スラム・ダンク、レベルE (1/5 ×2)


 まだ井上さんが成合さんだった頃に、他の人の脚本でやってた「カメレオン・ジェイル」って漫画がなんか好きで。ラスト前3回めまでは別に可もなく不可もなく。って感じで普通に読んでたんだけど、最後の2回が無性に好きで。

 その直前まで「ウォーキング・マドンナ」(だったかなぁ。さすがに確信がない)っていう全6回(くらい。たぶん)から成る作中最も長いストーリーが続いてて、位置づけ的にもメインっつーかクライマックスなんですよ。で。なんか最後の最後に消化試合みたく前後編の2回から成る「泣かないDaddy」(これはたぶん合ってる)って小品があって、おしまい。つーか打ち切り(これはたぶんどころじゃなく確実・笑)。


 けどその終り方が当時のぼくには新鮮で。まだジャンプのリアル・タイムのやつ以外に他の漫画なんて何一つ知らない頃だし、そういう中であの終り方は確かにちょっと普通じゃなかった。「ウォーキング・マドンナ」であと2回ひっぱってどーんと終ればきっとぼくも気に止めなかったろうし、それがいわゆる王道っつーか。大往生にせよ打ち切りにせよ、ぼくの知る限り漫画は「そういうふうに」終るはずのものだった(それは別に昔に限った話じゃなくて。今だって大半はそうだし、テレビ・ドラマとかにも通用する構造)。

 この作品で知った「最後にちょっとした小話を置いてゆっくりと終了」という終り方と、その余韻の心地良さ(要するに後戯だ・笑)っていうのが、一見どうでも良さそうで(ぼく自身「カメレオン・ジェイル」が物凄い傑作。とはやっぱり思えないし)けれど、ぼくの嗜好をけっこう大きく決定づけた印象が個人的にあって。「幽遊白書」のどこが好き? って言われて真ッ先に「ダントツで19巻」て答えるのも、遡れば発端はここだと思う。「花咲ける青少年」のルマティの演説シーンは何回読んでも泣けるし名実ともに最高の見せ場だと思うけど、そのうえでぼくが「花咲ける」を愛して止まないのもやっぱり同じで、最後の最後で伏兵・ツァオが予想外の反旗を翻す件で「うわぁーこうくるか」っていう。初読んときに経験した裏切られ方がとても気持ち良かったって部分が大きい。

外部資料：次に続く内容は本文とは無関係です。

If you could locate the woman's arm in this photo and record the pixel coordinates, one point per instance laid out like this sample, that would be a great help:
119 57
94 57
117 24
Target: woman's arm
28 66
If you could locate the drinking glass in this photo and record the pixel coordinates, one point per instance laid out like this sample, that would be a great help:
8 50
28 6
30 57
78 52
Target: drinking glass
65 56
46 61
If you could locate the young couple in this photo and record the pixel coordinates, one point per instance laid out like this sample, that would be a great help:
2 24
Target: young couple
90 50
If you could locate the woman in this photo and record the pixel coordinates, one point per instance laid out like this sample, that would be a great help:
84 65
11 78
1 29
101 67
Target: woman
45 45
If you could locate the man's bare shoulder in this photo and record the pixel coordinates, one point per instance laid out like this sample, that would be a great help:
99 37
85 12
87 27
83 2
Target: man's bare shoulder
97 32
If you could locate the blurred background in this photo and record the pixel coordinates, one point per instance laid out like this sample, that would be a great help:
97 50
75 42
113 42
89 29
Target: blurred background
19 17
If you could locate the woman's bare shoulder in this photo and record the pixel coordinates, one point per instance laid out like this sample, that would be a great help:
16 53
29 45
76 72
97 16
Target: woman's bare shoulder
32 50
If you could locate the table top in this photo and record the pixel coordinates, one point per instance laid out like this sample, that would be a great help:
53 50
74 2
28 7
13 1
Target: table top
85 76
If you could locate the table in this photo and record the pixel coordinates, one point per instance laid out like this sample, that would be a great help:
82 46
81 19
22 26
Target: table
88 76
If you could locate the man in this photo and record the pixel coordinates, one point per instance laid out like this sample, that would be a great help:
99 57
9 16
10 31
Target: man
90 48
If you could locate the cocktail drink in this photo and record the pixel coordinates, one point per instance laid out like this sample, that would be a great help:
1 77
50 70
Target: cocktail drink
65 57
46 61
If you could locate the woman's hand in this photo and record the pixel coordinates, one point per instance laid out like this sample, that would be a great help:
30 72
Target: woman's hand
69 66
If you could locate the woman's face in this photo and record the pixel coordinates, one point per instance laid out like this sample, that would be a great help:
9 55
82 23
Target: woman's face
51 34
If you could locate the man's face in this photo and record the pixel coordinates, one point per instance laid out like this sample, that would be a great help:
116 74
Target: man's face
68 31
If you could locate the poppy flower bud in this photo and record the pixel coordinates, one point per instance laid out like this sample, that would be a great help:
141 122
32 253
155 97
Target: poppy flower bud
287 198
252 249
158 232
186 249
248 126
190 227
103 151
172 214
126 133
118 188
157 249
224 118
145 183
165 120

 「幽遊白書」終盤の画面の荒れは、子供心に「うわっ。な、何事?」と思わせるに十分な危なっかしさだったけど、富樫義博の真骨頂である「省略の技法」が確立された(されつつあった)この頃から急激に読むのが楽しくなっていった思い出がある。消費物として読み流すぶんには「ん? え?」って勿論なるんだろうけど、正視して取っ組み合って読むうちにミッシング・ピースがかちっ。とハマったときの快感。それを教えてくれたのが天下一武道会終了後の「幽遊白書」の、画面の白さを補って余りある新しい形の魅力だった。


 井上さんになった成合さんは「ゴメンなさい桜木君」の名イントロダクションとともに傑作「スラム・ダンク」の幕を開け、そこからはもう開花としか言い様のない加速度的な進化を遂げる。小気味良いギャグとテンポに裏打ちされた「ハイスクール青春スポーツ群像」として始まったかの傑作は、やがてその土台を踏襲しつつも軽々と飛び越え、芸術に化けた。漫画にサイレントの技法を持ち込んだのはおそらく井上雄彦がパイオニアではない(と思う)が、あのレヴェルまで高めた殊勲はやはり彼の手中に収まるべきだし、そういうのを差し引いてもぼくらの世代が初めて触れる画期的な映像美だった。「戻れっ! センドーが狙ってくるぞ!」 静寂の世界に最初の音が落ちる瞬間を、あのときぼくらは確かに見た。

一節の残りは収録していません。